The U.S. stock market gained 2.05% on Friday, the biggest one-day gain for the S&P 500 index since early September. Of course, this comes after the same index was down 1.1% (Wednesday) and 1.4% (Thursday).
What’s going on?
Of course, no person alive knows exactly what drives the psychology of millions of investors, despite the confident analyses you read in the papers and see on cable financial news channels. Yes, on Wednesday and Thursday, some investors may have been disappointed that the European Central Bank provided only the stimulus to the European economies that it had promised—when everybody seemed to be expecting more. Analysts said that the rally on Friday was due to the encouraging jobs report issued by the Labor Department, which told us that 211,000 net jobs had been created in November, rather than the 200,000 that had been forecast.
But does any of this make sense? Stimulating the European economy means more potential buyers for American goods and potentially more euros to buy them with. Shouldn’t that cause American stocks to be MORE valuable than they were before? The jobs data, meanwhile, means there will be more competition for workers, which often leads to higher wages and correspondingly diminished corporate profits. Above and beyond that, the reassuring employment picture means that the Federal Reserve Board is now nearly certain to allow short-term interest rates to rise on December 16. Shouldn’t that cause stocks to be less valuable?

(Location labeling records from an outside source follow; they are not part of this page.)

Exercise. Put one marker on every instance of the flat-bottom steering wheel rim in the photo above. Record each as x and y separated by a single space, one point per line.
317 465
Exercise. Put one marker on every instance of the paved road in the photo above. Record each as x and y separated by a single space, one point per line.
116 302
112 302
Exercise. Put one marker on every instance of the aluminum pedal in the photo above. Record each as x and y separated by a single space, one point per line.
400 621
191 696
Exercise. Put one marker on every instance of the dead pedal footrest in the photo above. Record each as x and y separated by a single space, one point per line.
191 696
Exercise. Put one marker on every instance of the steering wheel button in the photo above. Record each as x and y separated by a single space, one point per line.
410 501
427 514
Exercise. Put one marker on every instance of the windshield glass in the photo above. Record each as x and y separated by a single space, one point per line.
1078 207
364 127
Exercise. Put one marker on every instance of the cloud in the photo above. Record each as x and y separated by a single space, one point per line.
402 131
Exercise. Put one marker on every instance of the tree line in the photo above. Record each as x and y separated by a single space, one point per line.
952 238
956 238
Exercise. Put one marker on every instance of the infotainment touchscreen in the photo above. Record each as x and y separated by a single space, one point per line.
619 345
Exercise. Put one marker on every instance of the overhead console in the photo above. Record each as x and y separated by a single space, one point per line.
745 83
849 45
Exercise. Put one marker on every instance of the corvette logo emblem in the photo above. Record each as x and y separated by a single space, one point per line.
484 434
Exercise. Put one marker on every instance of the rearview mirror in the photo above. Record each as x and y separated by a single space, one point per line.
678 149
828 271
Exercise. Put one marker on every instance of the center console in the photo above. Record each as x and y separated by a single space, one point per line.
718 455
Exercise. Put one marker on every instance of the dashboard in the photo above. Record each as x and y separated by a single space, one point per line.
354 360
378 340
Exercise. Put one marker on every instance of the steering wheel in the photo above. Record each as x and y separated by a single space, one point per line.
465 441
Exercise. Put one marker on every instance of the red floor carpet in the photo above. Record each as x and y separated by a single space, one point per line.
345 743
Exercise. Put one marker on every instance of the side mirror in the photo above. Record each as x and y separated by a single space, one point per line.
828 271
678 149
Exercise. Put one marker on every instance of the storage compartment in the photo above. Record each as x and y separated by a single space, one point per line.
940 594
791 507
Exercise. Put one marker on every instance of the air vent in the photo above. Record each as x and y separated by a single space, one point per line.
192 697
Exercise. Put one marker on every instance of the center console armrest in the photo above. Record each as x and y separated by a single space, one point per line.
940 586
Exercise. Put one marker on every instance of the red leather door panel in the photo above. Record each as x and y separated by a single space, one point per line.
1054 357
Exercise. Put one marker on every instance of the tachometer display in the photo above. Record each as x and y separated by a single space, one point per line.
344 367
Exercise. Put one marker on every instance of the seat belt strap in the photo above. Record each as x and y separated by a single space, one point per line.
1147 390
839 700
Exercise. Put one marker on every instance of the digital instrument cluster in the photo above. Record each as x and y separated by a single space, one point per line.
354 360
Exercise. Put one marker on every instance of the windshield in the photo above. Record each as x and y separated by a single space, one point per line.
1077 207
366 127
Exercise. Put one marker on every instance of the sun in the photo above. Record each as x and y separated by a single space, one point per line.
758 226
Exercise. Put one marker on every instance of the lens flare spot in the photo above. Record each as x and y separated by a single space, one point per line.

The truth is that none of these events causes stocks to change their real intrinsic value in the least, and you should be skeptical every time you hear journalists draw links between headlines and stock movements. The magnitude of the shifts should be a clue; how can a company—let alone a basket of 500 companies—be worth 2% more one day than it was yesterday? Did they all win the lottery? Did they all get caught making significant accounting errors that understated their earnings? How much more likely is it that investors have to make guesses—sometimes wild ones—as to the value of companies, getting it more or less right over time, but constantly over- and under-shooting in their daily guesses? If you follow this line of reasoning, it is helpful to note that the value of U.S. stocks, despite all this back and forth action, was essentially unmoved for the week, and pretty much unmoved for the year.
The markets may go back down this week, or they might soar. This year may or may not end with a net gain. None of that matters to your portfolio, which is slowly increasing in value to the extent that the companies you own are building value in ways that have nothing to do with the headlines. If the world comes to an end, that will have an impact on the markets that we can measure with some precision. Short of that, short-term market movements, and particularly the explanations that writers and pundits attach to them, are entertainment—and not especially entertaining at that.
Our recommendation? Go watch a movie instead.